Dengan berlandaskan arti syajaroh atau pohon yang telah dijelaskan sebelumnya (yakni asal-asul dalam keturunan) maka jelas bahwa yang dimaksud dengan pohon yang terkutuk adalah salah satu dari kelompok yang terkutuk dalam firman-firman Allah swt. di atas, dan kelompok itu memiliki sifat yang sama dengan pohon dari sisi pertumbuhan, percabangan, kelestarian, dan pembuahan, dan pada hakikatnya itulah fitnah yang menjadi bahan ujian bagi umat Islam.

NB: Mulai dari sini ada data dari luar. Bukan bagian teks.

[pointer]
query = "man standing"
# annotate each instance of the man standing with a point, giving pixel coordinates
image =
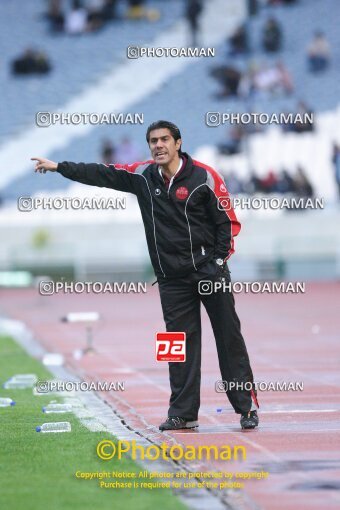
(190, 235)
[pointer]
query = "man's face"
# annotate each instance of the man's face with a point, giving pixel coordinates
(163, 146)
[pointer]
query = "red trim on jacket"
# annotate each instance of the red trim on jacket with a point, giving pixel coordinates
(220, 193)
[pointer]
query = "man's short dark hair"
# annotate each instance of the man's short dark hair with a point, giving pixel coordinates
(165, 124)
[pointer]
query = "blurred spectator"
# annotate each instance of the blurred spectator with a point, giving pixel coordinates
(278, 2)
(303, 127)
(136, 9)
(268, 183)
(76, 19)
(127, 151)
(108, 154)
(285, 183)
(318, 53)
(55, 16)
(302, 186)
(232, 146)
(193, 12)
(252, 7)
(234, 184)
(252, 185)
(239, 41)
(229, 78)
(31, 62)
(271, 36)
(271, 78)
(336, 162)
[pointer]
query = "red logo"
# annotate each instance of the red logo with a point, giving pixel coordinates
(182, 193)
(170, 346)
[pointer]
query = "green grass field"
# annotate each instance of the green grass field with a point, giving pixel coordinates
(38, 470)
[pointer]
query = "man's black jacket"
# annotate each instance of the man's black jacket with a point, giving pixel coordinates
(186, 225)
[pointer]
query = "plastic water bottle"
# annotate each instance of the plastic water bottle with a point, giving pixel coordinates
(6, 402)
(57, 408)
(20, 381)
(60, 426)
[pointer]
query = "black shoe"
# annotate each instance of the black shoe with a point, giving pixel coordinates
(177, 423)
(249, 420)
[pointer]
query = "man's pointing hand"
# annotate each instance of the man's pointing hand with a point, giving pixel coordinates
(43, 165)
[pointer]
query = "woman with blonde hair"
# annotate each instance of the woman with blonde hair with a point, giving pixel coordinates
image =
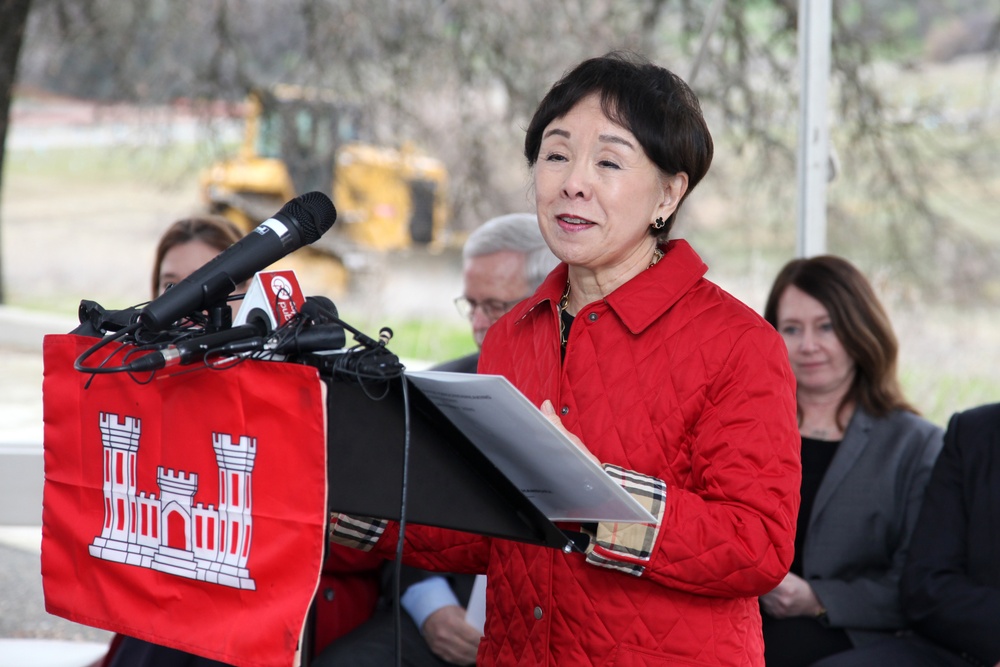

Tentunya, karakteristik di atas hanya sesuai dengan salah satu dari tiga kelompok, yaitu Ahli Kitab, orang musyrik, atau orang munafik. Kehidupan dan kelestarian mereka di tengah masyarakat ada kalanya melalui cara reproduksi sehingga dengan peningkatan populasi mereka merusak agama sekaligus dunia masyarakat, dan ada kalanya melalui cara memproduksi kepercayaan atau mazhab sesat dan kemudian mereka sebarluaskan sehingga dari generasi ke generasi masyarakat mengikuti dan mewariskannya.

Setelah mengetahui bahwa pohon atau silsilah keturunan yang terkutuk di dalam al-Qur’an tidak keluar dari tiga kemungkinan ini, maka langkah berikutnya adalah mempelajari keadaan masing-masing dari mereka pada saat turunnya al-Qur’an. Ternyata, baik kelompok musyrik maupun Ahli Kitab dan baik sebelum hijrah maupun setelahnya mereka tidak mempunyai karakteristik yang telah disebutkan di atas; karena Allah swt. telah mengamankan umat Islam dari kejahatan mereka dan telah memberi mereka kebebasan sebagaimana firman-Nya di akhir hayat Rasulullah saw.:


﴿ اَلیَومَ یَئِسَ الَّذِینَ کَفَرُوا مِن دِینِکُم فَلَا تَخشَوهُم وَ اخشَونِ ﴾ / المائدة: 3

Artinya: “Pada hari ini orang-orang kafir putus asa untuk (mengalahkan) agama kalian, sebab itu janganlah kalian takut kepada mereka dan takutlah kepada-Ku”. (QS. al-Ma’idah: 3).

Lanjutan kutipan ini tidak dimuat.